Every time there is a chance for the United States to escape from the trap it has created for itself in Guantanamo Bay, it slams the door shut.
The Pentagon's decision this week to seek the death penalty for six men it accuses of the 9/11 attacks, and to try them under the hugely disputed version of military courts that it has devised, is one of the stupidest mistakes that the Bush Administration has made.
Everything about Guantanamo is an affront to the values the US says it is defending in the War on Terror. The principle of holding hundreds of people there without charge, for years; the fluid rules of the "military commissions" used for the very few who will be tried; the torture that the Administration acknowledges has been practised on these six: all these are an assault on the US Constitution.
To see the most powerful country in the world scrabbling on the edge of a nearby island, with whose leader it is not on speaking terms, for the sole purpose of evading its own laws and principles, is an embarrassment.
But the pity is that, in charging these six men, the US should have the world on its side.
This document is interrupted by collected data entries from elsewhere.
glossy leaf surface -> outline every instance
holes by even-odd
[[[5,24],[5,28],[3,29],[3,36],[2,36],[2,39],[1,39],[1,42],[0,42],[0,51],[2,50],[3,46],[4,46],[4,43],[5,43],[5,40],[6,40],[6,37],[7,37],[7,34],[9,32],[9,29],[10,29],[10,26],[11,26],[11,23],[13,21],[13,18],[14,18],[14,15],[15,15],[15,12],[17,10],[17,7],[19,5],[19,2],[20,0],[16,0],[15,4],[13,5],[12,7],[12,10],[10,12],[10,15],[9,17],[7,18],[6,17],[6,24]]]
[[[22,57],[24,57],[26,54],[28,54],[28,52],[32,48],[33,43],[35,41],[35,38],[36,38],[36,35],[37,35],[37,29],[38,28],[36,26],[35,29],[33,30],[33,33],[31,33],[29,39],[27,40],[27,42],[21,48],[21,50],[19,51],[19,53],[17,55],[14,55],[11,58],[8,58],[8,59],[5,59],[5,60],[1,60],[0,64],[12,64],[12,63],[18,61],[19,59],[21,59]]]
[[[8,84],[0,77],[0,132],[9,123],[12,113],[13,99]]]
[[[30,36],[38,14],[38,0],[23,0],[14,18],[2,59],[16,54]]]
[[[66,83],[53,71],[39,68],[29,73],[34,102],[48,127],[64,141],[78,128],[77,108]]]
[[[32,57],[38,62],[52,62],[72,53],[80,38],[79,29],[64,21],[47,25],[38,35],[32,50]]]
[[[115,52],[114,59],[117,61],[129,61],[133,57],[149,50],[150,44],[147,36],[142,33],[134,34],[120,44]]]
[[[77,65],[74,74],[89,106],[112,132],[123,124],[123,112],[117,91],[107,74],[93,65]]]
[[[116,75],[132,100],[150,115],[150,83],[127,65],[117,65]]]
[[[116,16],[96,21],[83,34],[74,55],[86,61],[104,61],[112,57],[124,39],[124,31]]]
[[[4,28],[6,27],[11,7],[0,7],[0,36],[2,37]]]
On September 11, 2001, it had the world's appalled, instinctive sympathy. It could have retained that by trying the suspected architects of the assault in its established courts, under principles of justice that go back to its founders.
Instead, it has put itself in an indefensible position by subjecting its captives to new courts, under unclear rules. The Guantanamo trials, already the world's slowest legal process, will implode under waves of justifiable legal challenge, and the world will regard the US, not the 9/11 suspects, as in the dock.
I spent a week in Guantanamo in April 2006, when the pre-trial hearings of the first ten to be charged began. We had seen four years of pictures of men in orange jumpsuits but this was the first chance to hear them speak. The predicament that the US had created for itself was evident from the start.
Every detail of the courtroom was military; the seals of the five services hung on the wall; the judge, or "presiding officer", was a navy captain; the prosecutor was from the Air Force; the defence team from the Army; all were in dress uniform. But in this environment of perfect control - even the metal spiral bindings were removed from notebooks, in defence against God knows what imagined threat - the legal proceedings were chaos.
Two prisoners promptly sacked their Pentagon-appointed lawyers, saying they rejected the court's legitimacy. The judge ordered the defence lawyers, who were also military, to continue; they said that they should put their client's wishes above his orders. The court adjourned while the state Bar associations ruled on whether the defence lawyers could defy a senior military officer; they began (very slowly) giving back different answers, as the 50 states are prone to do. Other lawyers leapt up from the audience to offer to defend the defence lawyers, should they be court martialled. The prisoners, on their first outing from the cells in four years, looked stunned.
These problems have been brewing since the first captives arrived in January 2002 at Guantanamo, the deep bay on Cuba's southern flank that the US claims the right to use under an historic lease. For four years, although the US shipped in more than 700 prisoners, it held no one of more significance than Osama bin Laden's driver.
The Administration lost a Supreme Court case in 2004, on behalf of those detained without charge, and had to drop its claim that the base was not US territory and was outside US law. In the 2006 Military Commissions Act, it watered down two contentious aspects of the trials that had brought fierce criticism from Britain: that suspects could not hear evidence against them, if it was deemed classified; and that evidence obtained from torture could be admitted. US diplomats developed a good line in claiming that if only other countries would take these unpleasant men, then it would shut the base down in a flash, which glossed over the lack of ways for prisoners to challenge their captivity.
But the stakes rose in September 2006, when the US flew in 14 "high-value" prisoners, including Khalid Sheikh Mohammed, the alleged mastermind of 9/11, seized in one of the sporadic moments of co-operation with Pakistan. It acknowledged that the 14 had been held in the CIA's "black prisons" in secret locations abroad, its first admission that these existed.
This week, when the Pentagon declared charges against six, including Khalid Mohammed, it ensured that a blow-torch of attention was directed at the unresolved failings, heightened by its vow to seek the death penalty, that old rift with European allies.
Defence lawyers have had no time to gather evidence. Defendents' rights to challenge evidence or to call witnesses are still unclear. Most troubling, the prosecution plans to get around the objection that the men have been tortured by arguing that the CIA interviews have been repeated without torture by the FBI, who used time-tested rapport-building techniques, officials said, including giving the men Starbucks coffee.
This is indefensible. From the start the US should have tried its captives in its established criminal or military courts. Those it could not charge it should have released. It would have had the world's respect, as well as sympathy. But in setting aside its own principles so easily, it has done profound damage to its standing.